KAMIS, 22 AGUSTUS 2024 | 15:59 WIB | LAPORAN: AHMAD SATRYO

Istilah "Raja Jawa" turut mengemuka dalam aksi demonstrasi di depan Gedung Mahkamah Konstitusi (MK), Jalan Medan Merdeka Barat, Jakarta Pusat, Gambir, Jakarta Pusat, Kamis (22/8).

Istilah tersebut dipakai mantan Sekretaris Menteri Badan Usaha Milik Negara (BUMN), Said Didu, menyinggung Jokowi yang memanfaatkan hukum untuk kepentingan keluarganya.

Mulanya, Said Didu merasa kesal karena Jokowi dua kali berupaya mempolitisasi MK untuk meloloskan putra-putranya dalam kontestasi pemilihan. 

Pertama, upaya Jokowi meloloskan Gibran Rakabuming Raka dalam Pilpres 2024, lewat Putusan MK Nomor 90/PUU-XXI/2023, yang mengubah norma Pasal 169 huruf q UU 7/2017 tentang Pemilu mengatur syarat batas usia calon presiden dan calon wakil presiden.

Saat putusan tersebut keluar, ipar Jokowi, Anwar Usman masih menjabat sebagai Ketua MK. Namun, setelah disidangkan Majelis Kehormatan MK (MKMK), Anwar Usman terbukti melanggar kode etik dan perilaku hakim MK, karena membuka ruang intervensi pihak luar dalam memutus perkara nomor 90 tersebut.

Sementara, untuk putra bungsunya, Kaesang Pangarep, Jokowi disinyalir mempolitisasi MK dengan mengintervensi partai-partai di parlemen agar secara kilat merevisi UU 10/2016 tentang Pilkada, supaya rencana memajukan Kaesang di Pilgub Jawa Tengah bisa berhasil.

Sebab, jika mengikuti Putusan MK Nomor 70/PUU-XXII/2024 yang  dibacakan Rabu kemarin (21/8), Kaesang tidak bisa maju sebagai calon Gubernur Jateng, mengingat usianya belum genap 30 tahun pada saat pendaftaran calon pada 27 hingga 29 Agustus 2024. Putra bungsu Jokowi itu baru genap 30 tahun pada 25 Desember 2024. 

Oleh karena itu, Said Didu geram ketika mendengar DPR akhirnya mengabaikan putusan MK terkait aturan penghitungan batas minimum usia calon kepala daerah. Justru, DPR malah mengikuti putusan Mahkamah Agung (MA) yang menyuruh KPU untuk membuat aturan teknis penghitungan syarat minimum usia calon kepala daerah didasarkan pada hari pelantikan calon terpilih.

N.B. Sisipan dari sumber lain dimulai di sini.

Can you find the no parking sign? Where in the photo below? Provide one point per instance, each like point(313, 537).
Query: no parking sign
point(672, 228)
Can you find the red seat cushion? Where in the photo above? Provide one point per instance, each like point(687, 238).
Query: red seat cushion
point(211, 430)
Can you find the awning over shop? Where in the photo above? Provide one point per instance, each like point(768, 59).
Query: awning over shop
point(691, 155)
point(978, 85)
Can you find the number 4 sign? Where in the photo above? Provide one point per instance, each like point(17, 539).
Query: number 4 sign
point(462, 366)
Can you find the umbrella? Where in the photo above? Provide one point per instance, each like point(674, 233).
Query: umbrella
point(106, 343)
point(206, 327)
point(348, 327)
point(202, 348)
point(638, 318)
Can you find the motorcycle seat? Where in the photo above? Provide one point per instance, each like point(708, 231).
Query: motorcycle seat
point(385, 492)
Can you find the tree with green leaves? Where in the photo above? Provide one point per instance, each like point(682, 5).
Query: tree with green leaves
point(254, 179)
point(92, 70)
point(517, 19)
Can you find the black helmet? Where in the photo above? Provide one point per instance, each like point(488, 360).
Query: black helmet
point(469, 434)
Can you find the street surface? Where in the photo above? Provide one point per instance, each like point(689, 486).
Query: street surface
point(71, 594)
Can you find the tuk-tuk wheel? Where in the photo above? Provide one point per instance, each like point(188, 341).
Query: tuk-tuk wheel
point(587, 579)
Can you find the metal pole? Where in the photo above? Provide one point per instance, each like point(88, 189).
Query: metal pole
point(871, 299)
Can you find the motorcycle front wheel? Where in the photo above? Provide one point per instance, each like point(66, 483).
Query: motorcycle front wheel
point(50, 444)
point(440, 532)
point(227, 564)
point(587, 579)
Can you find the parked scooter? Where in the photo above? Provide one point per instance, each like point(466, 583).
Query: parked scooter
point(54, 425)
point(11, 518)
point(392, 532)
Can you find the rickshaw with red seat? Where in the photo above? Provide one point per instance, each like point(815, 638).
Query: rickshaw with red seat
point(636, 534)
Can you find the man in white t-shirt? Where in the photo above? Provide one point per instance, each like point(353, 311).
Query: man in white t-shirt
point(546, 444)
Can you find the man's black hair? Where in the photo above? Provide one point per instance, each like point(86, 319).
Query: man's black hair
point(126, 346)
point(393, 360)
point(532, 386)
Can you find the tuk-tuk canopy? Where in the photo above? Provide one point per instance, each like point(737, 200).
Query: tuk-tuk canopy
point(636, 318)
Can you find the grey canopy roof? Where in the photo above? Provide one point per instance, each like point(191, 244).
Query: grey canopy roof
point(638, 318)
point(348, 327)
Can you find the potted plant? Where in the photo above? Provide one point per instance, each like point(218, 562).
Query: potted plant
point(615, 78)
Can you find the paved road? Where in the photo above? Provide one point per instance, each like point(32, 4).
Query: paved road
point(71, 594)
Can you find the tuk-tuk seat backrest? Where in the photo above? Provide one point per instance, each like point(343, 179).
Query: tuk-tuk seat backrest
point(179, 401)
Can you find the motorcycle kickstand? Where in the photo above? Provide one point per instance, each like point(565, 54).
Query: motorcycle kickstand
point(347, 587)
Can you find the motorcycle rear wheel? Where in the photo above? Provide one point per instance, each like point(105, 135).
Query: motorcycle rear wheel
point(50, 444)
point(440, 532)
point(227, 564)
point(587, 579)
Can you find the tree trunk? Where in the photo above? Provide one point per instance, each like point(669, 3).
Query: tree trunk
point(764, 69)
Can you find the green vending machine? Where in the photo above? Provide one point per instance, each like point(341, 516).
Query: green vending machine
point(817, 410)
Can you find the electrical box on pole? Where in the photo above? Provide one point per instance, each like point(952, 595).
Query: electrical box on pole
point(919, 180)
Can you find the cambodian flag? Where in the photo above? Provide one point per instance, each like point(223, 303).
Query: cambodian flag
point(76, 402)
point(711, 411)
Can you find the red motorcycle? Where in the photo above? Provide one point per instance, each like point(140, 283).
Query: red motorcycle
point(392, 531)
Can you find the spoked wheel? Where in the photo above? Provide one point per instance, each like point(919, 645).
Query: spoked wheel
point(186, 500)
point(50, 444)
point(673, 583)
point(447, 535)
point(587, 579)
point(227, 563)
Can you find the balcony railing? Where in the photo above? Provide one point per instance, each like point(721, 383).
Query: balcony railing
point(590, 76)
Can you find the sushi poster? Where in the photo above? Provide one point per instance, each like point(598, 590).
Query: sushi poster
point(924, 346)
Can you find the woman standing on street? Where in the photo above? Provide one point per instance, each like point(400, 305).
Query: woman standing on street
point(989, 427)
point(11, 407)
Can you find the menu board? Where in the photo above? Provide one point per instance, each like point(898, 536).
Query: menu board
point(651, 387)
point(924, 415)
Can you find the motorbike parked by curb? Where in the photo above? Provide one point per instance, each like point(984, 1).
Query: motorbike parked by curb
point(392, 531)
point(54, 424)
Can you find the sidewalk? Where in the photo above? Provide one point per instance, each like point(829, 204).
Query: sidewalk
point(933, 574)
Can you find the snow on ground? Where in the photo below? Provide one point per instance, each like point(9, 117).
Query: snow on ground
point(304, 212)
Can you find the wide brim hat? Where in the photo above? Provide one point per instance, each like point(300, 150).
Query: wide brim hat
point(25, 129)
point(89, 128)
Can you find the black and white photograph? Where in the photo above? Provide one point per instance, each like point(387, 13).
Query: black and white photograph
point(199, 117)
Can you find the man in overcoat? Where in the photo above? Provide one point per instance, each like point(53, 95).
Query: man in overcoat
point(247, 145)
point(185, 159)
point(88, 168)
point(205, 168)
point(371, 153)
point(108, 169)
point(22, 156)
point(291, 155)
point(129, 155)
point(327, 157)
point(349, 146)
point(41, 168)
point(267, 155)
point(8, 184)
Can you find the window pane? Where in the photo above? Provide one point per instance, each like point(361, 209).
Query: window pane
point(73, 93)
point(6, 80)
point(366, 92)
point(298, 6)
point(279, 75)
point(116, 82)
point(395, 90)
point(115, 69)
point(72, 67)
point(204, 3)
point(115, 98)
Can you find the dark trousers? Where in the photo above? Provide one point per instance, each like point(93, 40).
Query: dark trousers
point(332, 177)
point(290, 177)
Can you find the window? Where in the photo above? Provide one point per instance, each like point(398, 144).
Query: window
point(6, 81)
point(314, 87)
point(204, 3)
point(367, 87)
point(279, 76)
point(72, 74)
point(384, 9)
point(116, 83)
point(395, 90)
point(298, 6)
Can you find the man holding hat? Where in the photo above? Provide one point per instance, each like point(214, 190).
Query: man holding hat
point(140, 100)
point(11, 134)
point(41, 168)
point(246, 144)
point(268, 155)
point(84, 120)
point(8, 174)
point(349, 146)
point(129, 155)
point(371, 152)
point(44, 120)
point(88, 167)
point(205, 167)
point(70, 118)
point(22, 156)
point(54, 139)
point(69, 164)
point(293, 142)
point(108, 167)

"Kita sudah dua kali ribut di gedung ini hanya untuk mengurus anak dari satu keluarga dari Solo. Pada saat Pilpres kemarin (2024), kita persoalkan terkait dengan umur calon wakil presiden anak dari Presiden Jokowi (Gibran)," ujar Said Didu kesal. 

"Hari ini, kita persoalkan lagi anak ketiga beliau, anak bungsu beliau (Kaesang) tentang umur calon gubernur. Apakah kita harus menunggu cucunya untuk kita persoalkan lagi?" sambungnya geram.

Oleh karena itu, dia menyerukan kepada massa aksi untuk menumbangkan rezim yang sudah mempolitisasi hukum untuk kepentingan keluarganya.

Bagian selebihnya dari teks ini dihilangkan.